# Rim ideas



## westwildcats (Oct 11, 2021)

Hoping to make a custom cruiser this winter, and need advice/recommendations on the rims.  Are there alloy/aluminum rims that are close in width and profile to the old Schwinn S-2s.  26 inch, 36 hole, double wall, silver or polished silver. I won't be using rim brakes, if that's an issue.  Are there rims like this out there, or am I searching for something that doesn't exist?  Thanks in advance.


----------



## Gordon (Oct 11, 2021)

Some of the earlier mountain bikes used a wide, square profile rim, but I don't think I have ever seen any that were tubular.


----------



## 49autocycledeluxe (Oct 11, 2021)

they are out there. look for "beach cruiser" type bikes. many have aluminum rims. 
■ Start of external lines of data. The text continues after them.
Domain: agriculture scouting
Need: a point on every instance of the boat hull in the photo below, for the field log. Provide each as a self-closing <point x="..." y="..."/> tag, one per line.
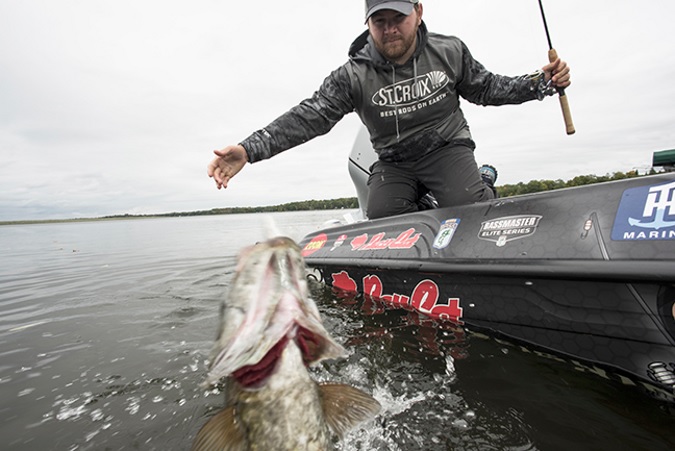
<point x="587" y="273"/>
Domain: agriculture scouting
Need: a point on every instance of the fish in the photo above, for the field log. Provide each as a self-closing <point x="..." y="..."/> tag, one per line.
<point x="270" y="333"/>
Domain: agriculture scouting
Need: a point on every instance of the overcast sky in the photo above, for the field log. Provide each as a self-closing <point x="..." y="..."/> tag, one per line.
<point x="114" y="106"/>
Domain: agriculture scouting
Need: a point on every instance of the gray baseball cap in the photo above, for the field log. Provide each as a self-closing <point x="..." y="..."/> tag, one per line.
<point x="402" y="6"/>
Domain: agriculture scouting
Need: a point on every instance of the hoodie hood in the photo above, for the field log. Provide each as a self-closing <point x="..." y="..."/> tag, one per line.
<point x="363" y="48"/>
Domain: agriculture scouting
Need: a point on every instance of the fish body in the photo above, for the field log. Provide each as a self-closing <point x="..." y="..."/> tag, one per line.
<point x="270" y="332"/>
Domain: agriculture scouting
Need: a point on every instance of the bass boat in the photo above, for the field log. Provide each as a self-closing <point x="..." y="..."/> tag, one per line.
<point x="586" y="273"/>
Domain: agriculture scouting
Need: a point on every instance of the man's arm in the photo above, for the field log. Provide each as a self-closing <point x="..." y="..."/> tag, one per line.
<point x="313" y="117"/>
<point x="482" y="87"/>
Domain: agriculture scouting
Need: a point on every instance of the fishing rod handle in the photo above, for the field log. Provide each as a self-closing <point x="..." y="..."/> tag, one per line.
<point x="564" y="103"/>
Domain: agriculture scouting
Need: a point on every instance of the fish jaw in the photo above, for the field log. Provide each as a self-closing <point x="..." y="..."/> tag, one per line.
<point x="268" y="304"/>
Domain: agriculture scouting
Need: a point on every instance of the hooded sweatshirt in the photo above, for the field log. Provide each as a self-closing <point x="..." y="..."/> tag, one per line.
<point x="409" y="110"/>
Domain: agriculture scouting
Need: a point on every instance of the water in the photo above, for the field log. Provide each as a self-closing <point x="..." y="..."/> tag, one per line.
<point x="105" y="327"/>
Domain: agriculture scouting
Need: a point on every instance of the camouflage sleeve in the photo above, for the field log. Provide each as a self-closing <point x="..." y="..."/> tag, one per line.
<point x="312" y="117"/>
<point x="482" y="87"/>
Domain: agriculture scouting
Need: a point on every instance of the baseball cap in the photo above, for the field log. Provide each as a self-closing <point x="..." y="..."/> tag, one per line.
<point x="402" y="6"/>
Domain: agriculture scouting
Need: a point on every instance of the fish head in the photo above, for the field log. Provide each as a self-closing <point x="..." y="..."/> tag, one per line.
<point x="268" y="306"/>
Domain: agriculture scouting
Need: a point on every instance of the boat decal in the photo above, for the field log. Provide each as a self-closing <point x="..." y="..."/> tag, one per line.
<point x="646" y="213"/>
<point x="662" y="373"/>
<point x="445" y="233"/>
<point x="509" y="228"/>
<point x="339" y="242"/>
<point x="405" y="240"/>
<point x="316" y="243"/>
<point x="424" y="297"/>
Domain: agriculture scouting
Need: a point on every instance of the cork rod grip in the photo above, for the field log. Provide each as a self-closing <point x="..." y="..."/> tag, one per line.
<point x="564" y="103"/>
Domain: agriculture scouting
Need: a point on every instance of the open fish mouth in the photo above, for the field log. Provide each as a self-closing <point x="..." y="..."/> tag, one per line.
<point x="268" y="307"/>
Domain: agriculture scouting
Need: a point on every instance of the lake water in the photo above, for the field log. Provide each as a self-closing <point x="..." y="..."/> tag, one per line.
<point x="105" y="328"/>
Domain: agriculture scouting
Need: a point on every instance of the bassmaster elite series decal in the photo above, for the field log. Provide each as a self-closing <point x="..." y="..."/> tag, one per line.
<point x="405" y="240"/>
<point x="445" y="233"/>
<point x="508" y="228"/>
<point x="646" y="213"/>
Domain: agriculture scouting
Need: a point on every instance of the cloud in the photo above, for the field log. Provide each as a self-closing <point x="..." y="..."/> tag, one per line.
<point x="114" y="107"/>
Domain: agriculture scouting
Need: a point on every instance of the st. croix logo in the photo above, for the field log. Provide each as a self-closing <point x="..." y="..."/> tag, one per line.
<point x="411" y="91"/>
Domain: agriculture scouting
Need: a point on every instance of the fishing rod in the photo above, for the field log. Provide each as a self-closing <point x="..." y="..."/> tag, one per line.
<point x="552" y="56"/>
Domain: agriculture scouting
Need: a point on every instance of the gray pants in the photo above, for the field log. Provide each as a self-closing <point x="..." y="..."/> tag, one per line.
<point x="450" y="173"/>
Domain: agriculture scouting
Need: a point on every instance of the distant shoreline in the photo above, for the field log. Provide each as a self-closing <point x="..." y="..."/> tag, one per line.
<point x="331" y="204"/>
<point x="532" y="186"/>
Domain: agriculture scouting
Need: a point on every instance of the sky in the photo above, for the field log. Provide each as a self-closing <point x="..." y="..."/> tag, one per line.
<point x="112" y="107"/>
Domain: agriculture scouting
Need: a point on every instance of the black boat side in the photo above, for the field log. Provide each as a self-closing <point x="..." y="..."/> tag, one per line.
<point x="587" y="272"/>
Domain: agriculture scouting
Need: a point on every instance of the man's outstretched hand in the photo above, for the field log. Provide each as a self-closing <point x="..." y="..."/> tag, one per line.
<point x="228" y="162"/>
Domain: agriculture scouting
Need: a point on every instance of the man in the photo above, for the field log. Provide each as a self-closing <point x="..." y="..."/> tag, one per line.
<point x="404" y="83"/>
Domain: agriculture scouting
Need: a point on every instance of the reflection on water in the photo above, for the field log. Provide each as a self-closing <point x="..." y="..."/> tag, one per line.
<point x="105" y="328"/>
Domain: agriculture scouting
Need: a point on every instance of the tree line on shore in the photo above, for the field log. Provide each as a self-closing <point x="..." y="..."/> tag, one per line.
<point x="530" y="187"/>
<point x="533" y="186"/>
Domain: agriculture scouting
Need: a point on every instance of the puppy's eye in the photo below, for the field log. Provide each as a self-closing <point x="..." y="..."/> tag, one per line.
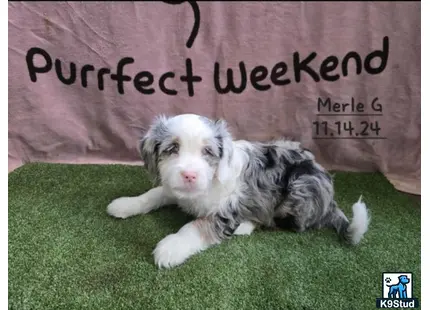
<point x="208" y="151"/>
<point x="173" y="148"/>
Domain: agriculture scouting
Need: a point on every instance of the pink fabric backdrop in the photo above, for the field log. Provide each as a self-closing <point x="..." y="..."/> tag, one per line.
<point x="52" y="121"/>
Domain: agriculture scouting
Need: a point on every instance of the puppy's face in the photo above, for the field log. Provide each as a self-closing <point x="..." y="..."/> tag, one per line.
<point x="187" y="152"/>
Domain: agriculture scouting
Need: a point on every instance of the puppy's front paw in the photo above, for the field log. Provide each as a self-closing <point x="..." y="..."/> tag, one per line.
<point x="124" y="207"/>
<point x="175" y="249"/>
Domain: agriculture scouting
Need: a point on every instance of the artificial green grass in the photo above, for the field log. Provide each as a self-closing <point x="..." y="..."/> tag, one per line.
<point x="65" y="252"/>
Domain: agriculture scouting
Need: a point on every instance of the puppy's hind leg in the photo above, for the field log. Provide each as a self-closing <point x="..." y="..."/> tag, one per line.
<point x="130" y="206"/>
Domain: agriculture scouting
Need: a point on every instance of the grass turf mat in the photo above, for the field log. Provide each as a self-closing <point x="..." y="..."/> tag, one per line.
<point x="65" y="252"/>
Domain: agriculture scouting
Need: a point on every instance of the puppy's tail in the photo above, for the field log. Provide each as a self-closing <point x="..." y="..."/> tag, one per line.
<point x="352" y="232"/>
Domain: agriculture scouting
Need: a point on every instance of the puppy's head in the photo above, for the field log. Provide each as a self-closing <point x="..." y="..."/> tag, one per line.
<point x="187" y="153"/>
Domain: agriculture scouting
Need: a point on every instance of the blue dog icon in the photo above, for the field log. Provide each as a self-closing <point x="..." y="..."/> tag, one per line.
<point x="399" y="290"/>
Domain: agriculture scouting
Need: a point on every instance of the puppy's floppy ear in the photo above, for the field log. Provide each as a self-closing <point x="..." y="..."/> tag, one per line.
<point x="225" y="145"/>
<point x="150" y="144"/>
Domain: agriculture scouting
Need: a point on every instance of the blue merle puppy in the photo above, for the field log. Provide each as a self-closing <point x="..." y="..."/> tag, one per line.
<point x="231" y="187"/>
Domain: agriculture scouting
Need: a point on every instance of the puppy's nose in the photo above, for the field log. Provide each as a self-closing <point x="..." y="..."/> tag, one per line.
<point x="189" y="176"/>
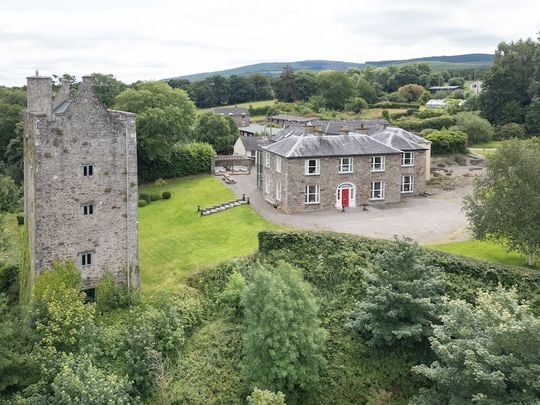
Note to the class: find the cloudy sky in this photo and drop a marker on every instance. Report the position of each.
(146, 40)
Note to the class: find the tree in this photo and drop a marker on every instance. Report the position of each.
(505, 203)
(484, 354)
(532, 120)
(285, 86)
(107, 88)
(265, 397)
(219, 131)
(165, 117)
(356, 104)
(411, 92)
(506, 90)
(335, 87)
(402, 299)
(284, 341)
(478, 129)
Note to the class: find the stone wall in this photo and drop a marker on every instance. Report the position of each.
(56, 148)
(294, 180)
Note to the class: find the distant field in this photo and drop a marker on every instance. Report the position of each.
(174, 241)
(255, 104)
(486, 251)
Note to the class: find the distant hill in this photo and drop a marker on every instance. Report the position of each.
(473, 60)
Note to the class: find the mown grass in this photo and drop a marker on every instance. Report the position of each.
(175, 242)
(486, 251)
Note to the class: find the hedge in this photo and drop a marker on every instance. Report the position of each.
(392, 104)
(463, 275)
(186, 159)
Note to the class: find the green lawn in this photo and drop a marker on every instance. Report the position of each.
(174, 241)
(486, 251)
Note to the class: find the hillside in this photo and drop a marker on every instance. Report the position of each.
(273, 69)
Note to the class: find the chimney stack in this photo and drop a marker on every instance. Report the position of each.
(39, 95)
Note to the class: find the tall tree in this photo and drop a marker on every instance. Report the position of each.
(285, 86)
(219, 131)
(165, 117)
(284, 339)
(402, 299)
(507, 86)
(335, 87)
(107, 87)
(485, 354)
(505, 203)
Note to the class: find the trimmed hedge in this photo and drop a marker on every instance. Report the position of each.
(447, 141)
(392, 104)
(186, 159)
(463, 275)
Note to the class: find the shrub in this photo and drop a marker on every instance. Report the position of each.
(186, 159)
(145, 197)
(509, 131)
(447, 141)
(160, 182)
(356, 104)
(478, 129)
(111, 296)
(402, 300)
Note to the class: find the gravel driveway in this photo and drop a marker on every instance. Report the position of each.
(429, 220)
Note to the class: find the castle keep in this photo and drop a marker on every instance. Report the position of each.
(80, 183)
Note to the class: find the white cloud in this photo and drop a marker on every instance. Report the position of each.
(142, 40)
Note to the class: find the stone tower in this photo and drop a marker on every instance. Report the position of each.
(80, 183)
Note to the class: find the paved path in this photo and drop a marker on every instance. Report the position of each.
(428, 220)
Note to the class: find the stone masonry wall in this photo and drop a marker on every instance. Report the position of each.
(294, 180)
(56, 148)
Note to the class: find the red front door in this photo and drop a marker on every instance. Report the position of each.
(345, 197)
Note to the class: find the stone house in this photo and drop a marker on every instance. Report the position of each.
(239, 115)
(80, 183)
(313, 171)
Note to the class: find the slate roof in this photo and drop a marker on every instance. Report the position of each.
(309, 145)
(251, 143)
(332, 127)
(230, 110)
(400, 139)
(292, 118)
(259, 129)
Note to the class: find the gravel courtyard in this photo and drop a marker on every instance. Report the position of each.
(428, 220)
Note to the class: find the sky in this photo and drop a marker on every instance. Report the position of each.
(157, 39)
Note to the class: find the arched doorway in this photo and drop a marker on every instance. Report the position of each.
(345, 195)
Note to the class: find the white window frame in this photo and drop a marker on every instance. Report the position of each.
(377, 166)
(308, 166)
(278, 164)
(410, 158)
(266, 185)
(349, 165)
(87, 258)
(373, 190)
(312, 190)
(278, 191)
(88, 170)
(88, 209)
(410, 184)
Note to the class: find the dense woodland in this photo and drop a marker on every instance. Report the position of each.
(310, 318)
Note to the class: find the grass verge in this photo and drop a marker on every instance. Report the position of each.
(486, 251)
(175, 242)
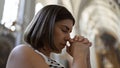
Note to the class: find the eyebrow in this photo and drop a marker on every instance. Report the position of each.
(66, 27)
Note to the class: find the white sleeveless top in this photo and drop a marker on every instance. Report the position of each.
(52, 63)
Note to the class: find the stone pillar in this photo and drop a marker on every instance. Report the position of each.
(25, 14)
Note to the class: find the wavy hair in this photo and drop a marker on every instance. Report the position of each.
(41, 28)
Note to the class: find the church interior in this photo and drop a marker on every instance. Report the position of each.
(98, 20)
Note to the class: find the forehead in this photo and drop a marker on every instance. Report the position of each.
(66, 22)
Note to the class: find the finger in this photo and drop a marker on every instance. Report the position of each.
(81, 38)
(85, 41)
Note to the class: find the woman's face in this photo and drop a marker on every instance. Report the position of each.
(62, 31)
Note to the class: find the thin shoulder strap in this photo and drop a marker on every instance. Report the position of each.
(46, 58)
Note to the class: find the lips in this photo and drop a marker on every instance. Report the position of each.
(63, 44)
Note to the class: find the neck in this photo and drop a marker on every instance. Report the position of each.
(46, 51)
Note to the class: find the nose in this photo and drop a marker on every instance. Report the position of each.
(67, 37)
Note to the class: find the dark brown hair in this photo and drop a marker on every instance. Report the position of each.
(41, 28)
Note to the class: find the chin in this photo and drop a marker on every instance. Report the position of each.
(58, 51)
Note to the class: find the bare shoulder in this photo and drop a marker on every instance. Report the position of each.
(23, 56)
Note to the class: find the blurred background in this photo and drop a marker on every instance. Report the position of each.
(97, 20)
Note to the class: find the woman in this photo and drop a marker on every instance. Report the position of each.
(48, 32)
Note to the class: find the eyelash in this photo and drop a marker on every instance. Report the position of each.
(65, 31)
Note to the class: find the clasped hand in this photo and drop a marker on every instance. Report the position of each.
(79, 47)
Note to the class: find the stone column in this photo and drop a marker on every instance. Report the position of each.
(1, 8)
(25, 14)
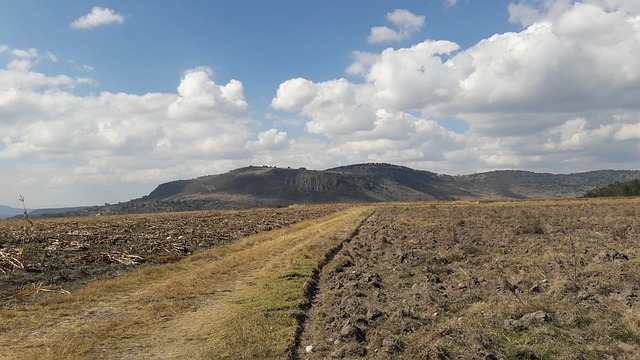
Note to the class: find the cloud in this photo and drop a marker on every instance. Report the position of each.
(559, 95)
(98, 16)
(55, 144)
(405, 23)
(269, 140)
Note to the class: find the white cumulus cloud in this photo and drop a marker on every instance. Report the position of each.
(98, 16)
(559, 95)
(55, 144)
(405, 24)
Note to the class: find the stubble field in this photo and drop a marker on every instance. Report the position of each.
(556, 279)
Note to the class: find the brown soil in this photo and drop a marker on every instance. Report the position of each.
(523, 280)
(59, 255)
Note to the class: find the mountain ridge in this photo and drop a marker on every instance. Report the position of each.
(269, 186)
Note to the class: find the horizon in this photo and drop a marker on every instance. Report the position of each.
(301, 168)
(102, 102)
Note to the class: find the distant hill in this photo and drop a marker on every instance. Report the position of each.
(262, 186)
(627, 188)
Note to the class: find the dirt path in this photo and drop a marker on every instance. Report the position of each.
(530, 280)
(235, 301)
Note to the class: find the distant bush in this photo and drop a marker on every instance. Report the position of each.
(628, 188)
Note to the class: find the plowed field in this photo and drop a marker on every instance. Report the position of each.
(58, 255)
(523, 280)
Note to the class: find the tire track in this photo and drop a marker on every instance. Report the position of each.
(311, 288)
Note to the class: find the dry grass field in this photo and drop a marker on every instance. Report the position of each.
(556, 279)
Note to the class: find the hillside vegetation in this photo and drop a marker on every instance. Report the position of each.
(628, 188)
(262, 186)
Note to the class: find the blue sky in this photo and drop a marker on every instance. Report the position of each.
(102, 101)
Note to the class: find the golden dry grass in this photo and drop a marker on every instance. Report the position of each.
(236, 301)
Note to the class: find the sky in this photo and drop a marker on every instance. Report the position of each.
(101, 101)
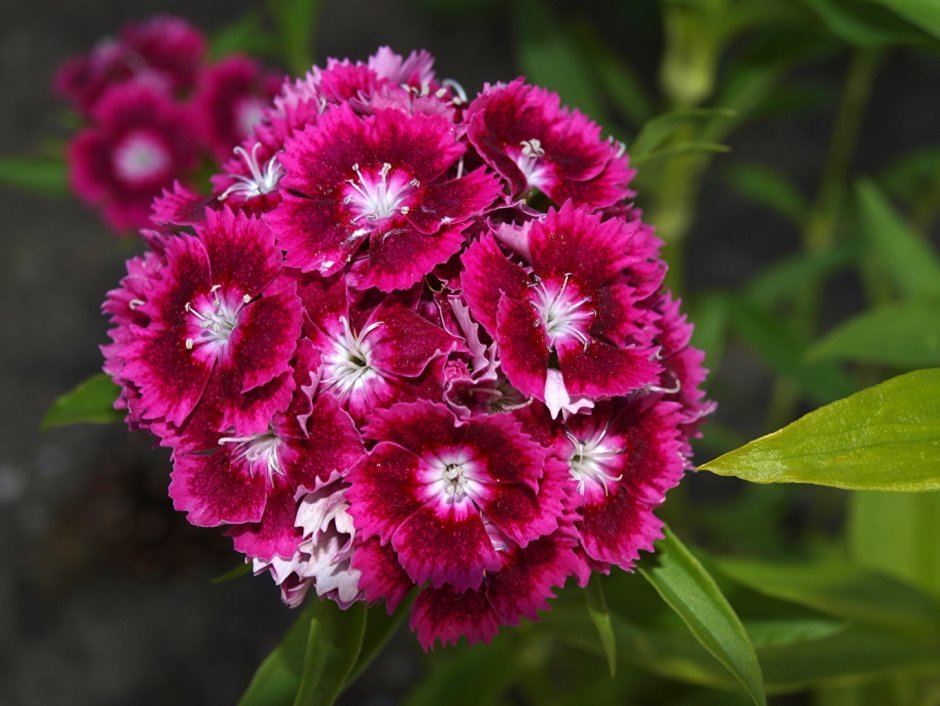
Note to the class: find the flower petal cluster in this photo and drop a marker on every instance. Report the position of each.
(384, 370)
(151, 106)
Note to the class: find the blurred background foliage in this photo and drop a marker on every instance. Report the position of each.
(838, 592)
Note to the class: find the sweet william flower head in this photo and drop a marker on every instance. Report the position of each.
(385, 370)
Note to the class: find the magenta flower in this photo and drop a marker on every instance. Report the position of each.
(380, 367)
(383, 181)
(164, 53)
(372, 357)
(223, 327)
(572, 302)
(523, 133)
(430, 484)
(139, 143)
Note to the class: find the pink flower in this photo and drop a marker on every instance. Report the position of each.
(232, 98)
(164, 53)
(140, 142)
(430, 483)
(223, 327)
(572, 301)
(385, 181)
(523, 133)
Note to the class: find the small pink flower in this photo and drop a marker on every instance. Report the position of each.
(232, 98)
(430, 482)
(164, 53)
(572, 302)
(140, 142)
(384, 181)
(523, 133)
(223, 326)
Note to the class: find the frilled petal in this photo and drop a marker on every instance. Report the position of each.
(487, 275)
(445, 543)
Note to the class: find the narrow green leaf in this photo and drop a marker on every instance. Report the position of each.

I've actually looked at Walmart bikes for aluminum rims but they all seem to be painted.


----------



## SKPC (Oct 11, 2021)

Break out the wallet!
https://www.ebay.com/itm/194425051905?campid=5335809022

Another but dropstep style, not flat.   Stickers are removeble.
https://www.ebay.com/itm/363159244007?campid=5335809022


----------



## Schwinny (Oct 11, 2021)

They exist. I see them at the salvage occasionally.
I have a pair I got off the wall there but they weren't exactly flat centered, they had a little ridge on the side.
You would be looking for a rim in ISO-559 size. Look for rim manufacturing companies websites.
Sun-Ringle comes to mind


----------



## westwildcats (Oct 11, 2021)

Thanks for the thoughts and suggestions.  Stumbling around the web, I came across Alex dx 32, but they seem to be discontinued.  Gotta chuckle at the Rhyno lite XL pricing.  Red, 48 dollars.  Polished silver 135.  What??????


----------



## Superman1984 (Oct 12, 2021)

If you're not set on aluminum or double wall check out Husky bicycles website, S2 style 26" with 11g spokes. They're beefy enough for motoring & a lot less expensive. Spokes aren't stainless or anything but the 2 or 3 wheels I got from them were pretty straight & no major issues except dog peeing on them a few times🙄😒


----------